With the global connected vehicle market forecast to treble in size by 2027 to US$49bn, now is clearly the time for manufacturers to explore how to capitalise on both the technology and growing demand.

Sensors, radars and cameras already form a huge part of the modern-day automobile. These connected devices, powered by artificial intelligence (AI), will be key factors in making cars autonomous. With the increasing volume, velocity and variety of data coming in, manufacturers will be able to leverage AI-and machine learning (ML)-based technologies to benefit the driver and passengers. A key example of this is the use of in-vehicle voice assistants. These can be used not only for hands free navigation but to play music, send texts and conduct vehicle controls searches. This also brings into play manufacturers’ partnerships with tech companies. For example, according to a recent survey by JD Power the majority of customers would prefer the same brand of voice assistant they have at home, so car manufacturers will need to partner with the same companies that develop the technologies consumers are already used to.

4G is yet another technology that has a big role to play. Most of the cars on the road today that have in-vehicle connections are only available thanks to 4G technology connectivity. Excitingly, a study by ABI Research has shown that the commercial rollout of 5G and other next-generation connectivity will have an even bigger transformative effect on worldwide roadways within the next three years by helping to develop smart cities, with cellular V2X tech. As connected cars increasingly become mobile IoT devices that can sense the local environment and communicate with cloud-based platforms, they will enable drivers to stay better informed about road and traffic conditions, helping to improve traffic flow and resulting in fewer accidents. With the introduction of 5G, there is much more to come.

The future of in-vehicle connected services

Compared with megatrends such as autonomy, the term ‘in-vehicle connected services’ certainly does not make sparks fly, but when viewed in depth, it becomes an incredibly exciting market that will have a huge impact on most of our lives.

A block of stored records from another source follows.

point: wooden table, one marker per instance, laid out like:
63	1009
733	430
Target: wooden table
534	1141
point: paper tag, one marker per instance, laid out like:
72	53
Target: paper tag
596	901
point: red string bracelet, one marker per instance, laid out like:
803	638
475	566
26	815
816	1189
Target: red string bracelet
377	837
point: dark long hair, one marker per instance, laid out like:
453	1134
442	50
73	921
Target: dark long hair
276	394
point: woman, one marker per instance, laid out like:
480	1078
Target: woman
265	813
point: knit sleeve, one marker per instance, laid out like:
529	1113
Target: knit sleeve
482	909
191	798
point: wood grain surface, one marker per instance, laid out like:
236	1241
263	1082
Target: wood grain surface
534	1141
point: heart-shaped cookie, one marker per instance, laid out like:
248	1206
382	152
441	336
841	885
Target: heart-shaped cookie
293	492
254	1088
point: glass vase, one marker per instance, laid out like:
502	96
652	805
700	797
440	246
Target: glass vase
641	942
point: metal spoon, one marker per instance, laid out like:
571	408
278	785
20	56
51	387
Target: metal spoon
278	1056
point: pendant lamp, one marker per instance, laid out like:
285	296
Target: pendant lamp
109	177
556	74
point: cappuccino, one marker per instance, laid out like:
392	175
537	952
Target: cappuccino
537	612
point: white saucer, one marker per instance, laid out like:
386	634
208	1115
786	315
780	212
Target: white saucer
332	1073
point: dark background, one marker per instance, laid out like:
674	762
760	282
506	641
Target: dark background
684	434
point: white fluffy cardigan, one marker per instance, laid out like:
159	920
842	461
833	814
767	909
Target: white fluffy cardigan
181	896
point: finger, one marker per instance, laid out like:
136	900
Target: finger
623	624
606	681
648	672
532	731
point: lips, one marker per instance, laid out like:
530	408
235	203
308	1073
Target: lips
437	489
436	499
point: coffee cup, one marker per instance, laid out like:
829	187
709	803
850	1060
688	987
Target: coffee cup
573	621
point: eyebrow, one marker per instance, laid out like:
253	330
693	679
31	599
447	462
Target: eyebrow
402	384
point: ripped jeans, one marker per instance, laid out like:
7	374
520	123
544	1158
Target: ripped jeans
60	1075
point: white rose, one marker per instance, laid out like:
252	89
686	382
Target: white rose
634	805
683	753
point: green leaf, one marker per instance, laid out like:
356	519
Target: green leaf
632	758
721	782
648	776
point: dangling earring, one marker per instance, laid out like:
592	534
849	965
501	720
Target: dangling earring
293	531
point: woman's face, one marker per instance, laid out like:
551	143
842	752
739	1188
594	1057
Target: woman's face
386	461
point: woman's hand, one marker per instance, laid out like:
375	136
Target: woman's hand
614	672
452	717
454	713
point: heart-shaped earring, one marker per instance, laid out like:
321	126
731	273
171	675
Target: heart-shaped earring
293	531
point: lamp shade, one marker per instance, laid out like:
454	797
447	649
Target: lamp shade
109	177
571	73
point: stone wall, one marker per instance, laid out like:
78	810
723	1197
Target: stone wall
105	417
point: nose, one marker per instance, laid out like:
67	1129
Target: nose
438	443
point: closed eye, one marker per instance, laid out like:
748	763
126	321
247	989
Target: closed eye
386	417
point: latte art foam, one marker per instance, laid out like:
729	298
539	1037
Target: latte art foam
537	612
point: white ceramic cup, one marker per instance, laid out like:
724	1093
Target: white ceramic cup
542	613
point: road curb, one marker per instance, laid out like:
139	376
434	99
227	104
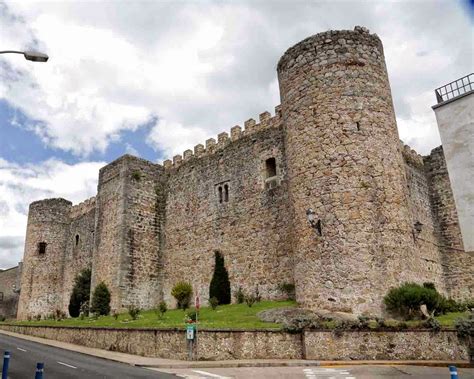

Car manufacturers must approach these services with an element of caution. It is not always about the most exciting offerings, but the ones that best meet the end-users’ needs

A number of future possibilities are being explored right now, from using cars as an alternative retail channel, to brain-to-vehicle technologies, whereby brain wave activity is analysed by the car’s systems to predict and anticipate a driver’s reactions and behaviour.

Cars are already considered moving computers, but they are quickly becoming a lifestyle choice. It is no longer just about horsepower or engine size, it is about how they support everyday life and our overall lifestyle.

So, while the development of in-vehicle connected services has greatly accelerated the automotive industry and brought it firmly into the 21st century, with so many possibilities for its use on offer, manufacturers need to approach it with caution. It all comes back to the customer experience. For example, someone with a family and children will want to monitor different attributes and specifications in the car, such as geofencing, a location-based service in an app, to monitor a child who recently learned to drive. A professional who has to be on the road for work all the time, on the other hand, might want to be able to connect back into their diary and tap the best navigation to make the next meeting.

With the global connected vehicle market forecast to treble in size by 2027 to US$49bn, now is clearly the time for manufacturers to explore how to capitalise on both the technology and growing demand.